For some, the cause of back pain proves to be improper posture and lifting objects incorrectly. Bending at the waist, rather than from the knee, can put stress on the muscles in the lower back area. It is usually easily treated with rest and exerting correct lifting techniques moving forward. When pain is present in the upper back and shoulder area, the cause may also be related to posture. When these aren’t known causes, pain in either portion of the back may be related to a more serious issue, including pinched nerves, slipped or herniated vertebral discs, injury, osteoarthritis, or an infection within the spine. It is important to find the root cause of back pain in order to provide relief.

People with the highest risk of pain due to injury include those employed in jobs that require demanding physical labor and lifting of heavy objects on a regular basis. Those with the highest risk of pain due to osteoarthritis include older people and those with a known diagnosis. Pinched nerve pain can be the result of sleeping at an awkward angle, as can simple muscle pain in the area around the neck and shoulders. More intense back pain may need to be evaluated to look for causes such as problems with the discs along the spine. Slipped and herniated discs are often caused by age, injury, or misuse, such as suddenly turning or twisting to get to something. Most conditions can be treated with rest, medication, or physical therapy. In certain extreme situations, a doctor may recommend a surgical solution.  

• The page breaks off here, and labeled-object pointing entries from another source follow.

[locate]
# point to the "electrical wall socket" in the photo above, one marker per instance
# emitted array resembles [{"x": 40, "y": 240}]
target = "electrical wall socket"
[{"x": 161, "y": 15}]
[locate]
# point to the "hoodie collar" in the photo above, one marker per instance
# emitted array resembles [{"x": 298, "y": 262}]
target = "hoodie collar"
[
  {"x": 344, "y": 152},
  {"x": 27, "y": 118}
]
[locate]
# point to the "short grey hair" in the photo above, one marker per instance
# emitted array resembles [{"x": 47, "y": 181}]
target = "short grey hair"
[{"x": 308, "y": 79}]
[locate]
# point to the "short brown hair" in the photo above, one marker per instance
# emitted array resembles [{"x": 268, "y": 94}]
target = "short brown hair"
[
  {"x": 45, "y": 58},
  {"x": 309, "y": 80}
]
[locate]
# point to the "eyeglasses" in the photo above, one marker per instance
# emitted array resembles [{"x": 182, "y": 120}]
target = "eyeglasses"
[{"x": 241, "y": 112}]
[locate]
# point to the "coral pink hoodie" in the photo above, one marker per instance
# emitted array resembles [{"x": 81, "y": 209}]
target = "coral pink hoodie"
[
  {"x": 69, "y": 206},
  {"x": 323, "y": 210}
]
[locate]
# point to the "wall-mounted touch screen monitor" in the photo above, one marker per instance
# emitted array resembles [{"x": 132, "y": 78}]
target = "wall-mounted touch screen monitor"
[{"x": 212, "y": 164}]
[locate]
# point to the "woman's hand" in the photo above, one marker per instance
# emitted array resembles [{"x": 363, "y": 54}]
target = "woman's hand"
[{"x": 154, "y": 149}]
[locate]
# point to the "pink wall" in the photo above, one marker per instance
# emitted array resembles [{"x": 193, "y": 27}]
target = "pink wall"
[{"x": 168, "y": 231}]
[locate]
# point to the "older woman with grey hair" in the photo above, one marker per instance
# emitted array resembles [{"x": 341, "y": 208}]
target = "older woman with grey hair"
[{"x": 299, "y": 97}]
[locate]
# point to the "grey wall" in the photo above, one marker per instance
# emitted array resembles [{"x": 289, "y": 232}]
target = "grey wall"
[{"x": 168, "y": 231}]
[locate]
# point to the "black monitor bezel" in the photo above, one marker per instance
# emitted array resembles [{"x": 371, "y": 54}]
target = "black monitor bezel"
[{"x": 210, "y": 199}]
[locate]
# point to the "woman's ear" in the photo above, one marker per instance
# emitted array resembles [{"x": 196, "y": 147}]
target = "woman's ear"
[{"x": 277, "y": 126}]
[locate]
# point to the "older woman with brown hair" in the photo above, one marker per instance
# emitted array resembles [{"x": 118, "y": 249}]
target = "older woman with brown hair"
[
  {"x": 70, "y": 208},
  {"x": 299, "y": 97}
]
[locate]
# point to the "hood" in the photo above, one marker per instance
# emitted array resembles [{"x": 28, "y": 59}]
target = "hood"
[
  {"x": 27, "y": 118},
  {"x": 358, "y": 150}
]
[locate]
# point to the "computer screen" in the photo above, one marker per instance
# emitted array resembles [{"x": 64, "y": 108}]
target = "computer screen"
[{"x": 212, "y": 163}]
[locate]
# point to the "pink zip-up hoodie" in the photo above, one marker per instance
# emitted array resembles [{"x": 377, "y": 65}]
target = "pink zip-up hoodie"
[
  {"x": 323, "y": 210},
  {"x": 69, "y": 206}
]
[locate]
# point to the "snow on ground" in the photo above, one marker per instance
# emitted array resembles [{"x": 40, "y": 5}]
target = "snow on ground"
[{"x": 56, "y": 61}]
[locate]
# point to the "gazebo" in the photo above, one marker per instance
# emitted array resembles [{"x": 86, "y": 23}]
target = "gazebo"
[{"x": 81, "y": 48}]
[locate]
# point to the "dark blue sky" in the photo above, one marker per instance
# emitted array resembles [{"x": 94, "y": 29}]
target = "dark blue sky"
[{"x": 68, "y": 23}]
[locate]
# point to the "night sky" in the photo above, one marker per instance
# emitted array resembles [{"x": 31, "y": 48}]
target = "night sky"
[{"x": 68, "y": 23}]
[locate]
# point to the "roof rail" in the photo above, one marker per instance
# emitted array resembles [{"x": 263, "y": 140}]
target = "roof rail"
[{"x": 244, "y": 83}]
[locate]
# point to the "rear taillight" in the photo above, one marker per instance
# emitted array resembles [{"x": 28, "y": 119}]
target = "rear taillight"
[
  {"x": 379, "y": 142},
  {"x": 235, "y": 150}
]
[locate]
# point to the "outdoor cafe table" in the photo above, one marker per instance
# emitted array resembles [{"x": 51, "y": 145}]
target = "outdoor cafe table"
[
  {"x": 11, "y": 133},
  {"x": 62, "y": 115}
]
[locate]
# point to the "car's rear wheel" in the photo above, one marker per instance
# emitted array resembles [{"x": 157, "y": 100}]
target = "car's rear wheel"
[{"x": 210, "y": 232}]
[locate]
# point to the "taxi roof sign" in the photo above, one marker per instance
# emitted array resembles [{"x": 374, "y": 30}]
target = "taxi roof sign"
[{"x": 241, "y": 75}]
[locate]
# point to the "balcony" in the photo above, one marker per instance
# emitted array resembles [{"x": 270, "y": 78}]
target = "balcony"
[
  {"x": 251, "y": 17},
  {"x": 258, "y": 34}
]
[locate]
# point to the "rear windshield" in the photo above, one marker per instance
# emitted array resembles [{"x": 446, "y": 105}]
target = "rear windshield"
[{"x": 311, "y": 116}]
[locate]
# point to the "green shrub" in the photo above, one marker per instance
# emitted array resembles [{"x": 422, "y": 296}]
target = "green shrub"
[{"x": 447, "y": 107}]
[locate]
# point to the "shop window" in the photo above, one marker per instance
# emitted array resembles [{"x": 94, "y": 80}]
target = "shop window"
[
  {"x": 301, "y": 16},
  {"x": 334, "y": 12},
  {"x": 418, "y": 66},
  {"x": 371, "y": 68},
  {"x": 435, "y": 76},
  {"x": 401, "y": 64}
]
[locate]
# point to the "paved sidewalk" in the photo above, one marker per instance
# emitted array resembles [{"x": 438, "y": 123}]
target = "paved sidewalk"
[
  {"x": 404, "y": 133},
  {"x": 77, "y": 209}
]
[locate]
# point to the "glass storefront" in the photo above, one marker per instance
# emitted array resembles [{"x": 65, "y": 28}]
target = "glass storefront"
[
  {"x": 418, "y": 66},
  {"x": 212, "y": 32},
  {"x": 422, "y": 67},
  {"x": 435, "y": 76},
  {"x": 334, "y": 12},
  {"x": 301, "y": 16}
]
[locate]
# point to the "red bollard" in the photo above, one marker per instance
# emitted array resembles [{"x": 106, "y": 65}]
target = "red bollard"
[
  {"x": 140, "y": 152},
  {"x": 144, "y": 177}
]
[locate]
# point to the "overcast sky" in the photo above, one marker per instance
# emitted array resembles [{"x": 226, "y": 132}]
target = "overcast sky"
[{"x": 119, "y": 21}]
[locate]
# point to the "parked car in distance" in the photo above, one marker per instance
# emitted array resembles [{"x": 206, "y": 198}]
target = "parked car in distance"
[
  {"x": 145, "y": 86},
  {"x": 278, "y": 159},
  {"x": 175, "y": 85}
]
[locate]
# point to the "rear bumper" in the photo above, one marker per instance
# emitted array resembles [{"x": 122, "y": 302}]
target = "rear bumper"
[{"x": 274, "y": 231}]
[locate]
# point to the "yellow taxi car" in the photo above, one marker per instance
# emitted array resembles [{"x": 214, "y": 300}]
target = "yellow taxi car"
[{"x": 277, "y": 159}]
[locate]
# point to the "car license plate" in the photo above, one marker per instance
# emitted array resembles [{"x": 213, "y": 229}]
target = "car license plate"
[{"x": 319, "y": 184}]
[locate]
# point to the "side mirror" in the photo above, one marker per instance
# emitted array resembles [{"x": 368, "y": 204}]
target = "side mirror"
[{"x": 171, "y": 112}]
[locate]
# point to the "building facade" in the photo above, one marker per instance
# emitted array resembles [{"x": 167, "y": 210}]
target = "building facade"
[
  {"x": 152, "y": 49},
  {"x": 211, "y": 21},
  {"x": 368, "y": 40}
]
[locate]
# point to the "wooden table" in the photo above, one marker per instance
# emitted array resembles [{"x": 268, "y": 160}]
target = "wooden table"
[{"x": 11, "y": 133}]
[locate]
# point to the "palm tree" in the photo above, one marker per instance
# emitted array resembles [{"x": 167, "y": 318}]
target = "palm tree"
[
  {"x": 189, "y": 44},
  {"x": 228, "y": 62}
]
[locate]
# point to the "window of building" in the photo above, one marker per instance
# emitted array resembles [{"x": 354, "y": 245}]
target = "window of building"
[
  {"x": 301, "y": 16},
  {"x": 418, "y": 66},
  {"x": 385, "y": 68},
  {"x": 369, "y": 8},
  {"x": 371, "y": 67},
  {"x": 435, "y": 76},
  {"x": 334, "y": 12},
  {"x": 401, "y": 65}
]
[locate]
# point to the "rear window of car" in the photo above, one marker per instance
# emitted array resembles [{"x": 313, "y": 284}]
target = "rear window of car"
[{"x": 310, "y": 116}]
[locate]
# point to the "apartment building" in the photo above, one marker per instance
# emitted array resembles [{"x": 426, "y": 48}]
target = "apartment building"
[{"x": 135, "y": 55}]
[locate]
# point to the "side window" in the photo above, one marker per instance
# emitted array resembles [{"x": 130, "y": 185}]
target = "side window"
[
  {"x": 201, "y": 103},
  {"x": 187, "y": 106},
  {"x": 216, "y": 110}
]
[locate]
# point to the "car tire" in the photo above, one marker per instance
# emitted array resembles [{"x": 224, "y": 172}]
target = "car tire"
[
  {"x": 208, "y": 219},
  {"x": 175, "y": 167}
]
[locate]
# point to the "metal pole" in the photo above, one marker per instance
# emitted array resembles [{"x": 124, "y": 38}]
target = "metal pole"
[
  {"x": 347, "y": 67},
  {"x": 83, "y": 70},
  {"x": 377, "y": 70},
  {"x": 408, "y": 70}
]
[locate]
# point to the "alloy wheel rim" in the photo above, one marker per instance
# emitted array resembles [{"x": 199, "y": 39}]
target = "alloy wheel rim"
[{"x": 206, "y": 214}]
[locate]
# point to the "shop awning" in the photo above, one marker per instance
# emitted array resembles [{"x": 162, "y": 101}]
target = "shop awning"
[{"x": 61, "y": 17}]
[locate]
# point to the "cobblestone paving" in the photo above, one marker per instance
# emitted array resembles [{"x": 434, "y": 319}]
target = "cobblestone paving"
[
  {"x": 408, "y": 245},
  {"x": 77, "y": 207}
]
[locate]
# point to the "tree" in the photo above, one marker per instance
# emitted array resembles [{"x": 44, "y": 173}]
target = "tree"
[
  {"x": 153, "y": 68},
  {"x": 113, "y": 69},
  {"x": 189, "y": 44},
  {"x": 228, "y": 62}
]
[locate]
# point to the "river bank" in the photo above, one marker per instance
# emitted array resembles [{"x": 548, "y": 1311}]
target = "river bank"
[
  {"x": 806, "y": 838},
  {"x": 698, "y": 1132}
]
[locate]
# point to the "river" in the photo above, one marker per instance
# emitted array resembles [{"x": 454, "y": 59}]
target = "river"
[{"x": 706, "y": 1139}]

Disc: A disc is a soft shock absorbing pad located between each spinal vertebra. 
Herniated disc: A herniated disc is one that has been pushed out of place and is compressed by the vertebra above and below it.  
Osteoarthritis: Osteoarthritis is the degeneration of the cartilage and bone around the joints of the body. It is common in middle-age and beyond.  
Pinched Nerve: A pinched nerve occurs due to excess pressure being placed onto the nerve by bones, tendons, cartilage, and other tissues.  
Vertebra: A vertebra is one of the series of small bones that together make up the spinal column.  
Vertebrae: Vertebrae is the plural of a vertebra and it is the name for all 33 of the small vertebrae.